The Rocky-Mathey library, where I wrote most of my papers last spring.

It’s always recommended to balance your course workload appropriately with a good number of paper classes and problem set (p-set) classes. While it’s definitely not ideal, sometimes you just end up taking multiple classes with a demanding reading and writing workload–which means you can also end up with four or five final papers. Some students may actually prefer having only papers and no exams, and vice versa. Exams are a one-and-done deal, whereas final papers allow an indefinite amount of time and access to endless resources–but this can be stressful in its own way. Sometimes, you never know when you’re truly done with a paper, and it can be difficult to allocate time effectively when you’re juggling multiple written assignments. 

Being a prospective English major, I tend to pile my coursework with a lot of reading and writing-heavy classes. Last spring, I took four humanities/social science classes and had four papers due for Dean’s Date. Needless to say, in the beginning I felt overwhelmed by the thought of having to write and polish several papers in what felt like not nearly enough time. As a general rule of thumb, I’ve learned that time management is especially crucial when having to complete multiple Dean’s Date assignments, and that planning ahead on your papers can make your life so much easier. 

Aside from time management, here are some tips so that you can avoid feeling a sense of impending doom by the time Dean’s Date rolls around:

Start early.
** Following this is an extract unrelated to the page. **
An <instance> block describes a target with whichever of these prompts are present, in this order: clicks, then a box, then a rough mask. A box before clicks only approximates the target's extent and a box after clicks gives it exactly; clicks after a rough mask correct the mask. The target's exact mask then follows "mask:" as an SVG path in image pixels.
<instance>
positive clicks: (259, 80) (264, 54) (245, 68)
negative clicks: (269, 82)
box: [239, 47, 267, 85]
Know your paper deadlines and set an approximate amount of time to complete each paper. For some humanities/social science classes, the syllabus will include the prompts for the midterm and final papers. This will help you jumpstart and formulate possible essay topics in your head as the semester goes on. If you’re up for it, you could even make use of school breaks in the fall or spring semester to get a head start on this brainstorming process. Having an outline ready, or even having thought through some basic topics and ideas, will be incredibly helpful by the time you start writing your essay. This will also help you get started on collecting and organizing resources for your papers, which will make life during Reading Period even easier for you. 
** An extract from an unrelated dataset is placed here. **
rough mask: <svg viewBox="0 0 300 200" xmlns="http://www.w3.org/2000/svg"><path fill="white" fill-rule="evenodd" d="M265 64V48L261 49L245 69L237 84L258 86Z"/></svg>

Stay on top of your readings. Writing-heavy classes will also likely be reading-heavy, and there’s nothing like having to grind out an 8+ page paper at the last minute on a book you haven’t read. Moreover, when you have multiple papers due for Dean’s Date, you’ll feel swamped with just producing papers, let alone have time to do your readings (and doing your readings as you write will most likely lead to a poorly formulated and jumbled up essay). Even if you don’t find the time to cover all the readings for every single class, having some idea of what each of the readings is about and which ones pique your interest will help you decide which ones to focus on in your papers. For an English class, for instance, you could start thinking about which novel, and specifically which themes, motifs, issues, etc., you would want to write a paper on.

Make use of office hours and other resources. If you have some idea of what you want to write about in your papers, you could always approach your professor or preceptor to further develop your ideas and receive more in-depth feedback and guidance in your writing process. Even if you don’t necessarily have any full ideas formed in your head, discussing and asking questions about the readings will help you get started on this brainstorming process. You could also make an appointment at the Writing Center and talk through your ideas with a fellow, or even ask your classmates about which class material they’d be interested in focusing on for their papers. 
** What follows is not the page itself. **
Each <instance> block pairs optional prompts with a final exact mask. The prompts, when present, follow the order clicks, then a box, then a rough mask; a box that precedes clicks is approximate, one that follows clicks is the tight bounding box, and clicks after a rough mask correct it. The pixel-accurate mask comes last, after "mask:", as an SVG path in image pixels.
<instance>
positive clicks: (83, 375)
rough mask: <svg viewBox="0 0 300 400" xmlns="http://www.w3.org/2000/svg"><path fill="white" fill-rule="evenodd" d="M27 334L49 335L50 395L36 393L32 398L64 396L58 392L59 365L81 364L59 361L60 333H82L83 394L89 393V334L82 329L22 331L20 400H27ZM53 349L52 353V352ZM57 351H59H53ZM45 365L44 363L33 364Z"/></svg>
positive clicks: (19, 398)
Multitasking vs. Monotasking. Some students prefer to power through a single essay at a time, whereas others can alternate between working on different papers. Multitasking when writing can help you avoid burnout and return to an unfinished paper with fresh eyes, or it may just be distracting and disrupt your train of thought. Once you familiarize yourself with what works best for you and helps you stay the most productive, you’ll be able to allocate time appropriately for each essay and create a suitable plan for tackling multiple papers. 

It’s important to keep in mind that papers may not be as clear-cut in their completion as p-sets or lab reports. There’s a complex process of brainstorming, researching, drafting, and lots and lots of editing and proofreading involved in writing and submitting a paper. Signs of panic and rushed writing, therefore, are also especially evident in a paper. If you find yourself in several writing-heavy classes with multiple final papers looming over your head, hopefully these general tips will help you stay on top of your game!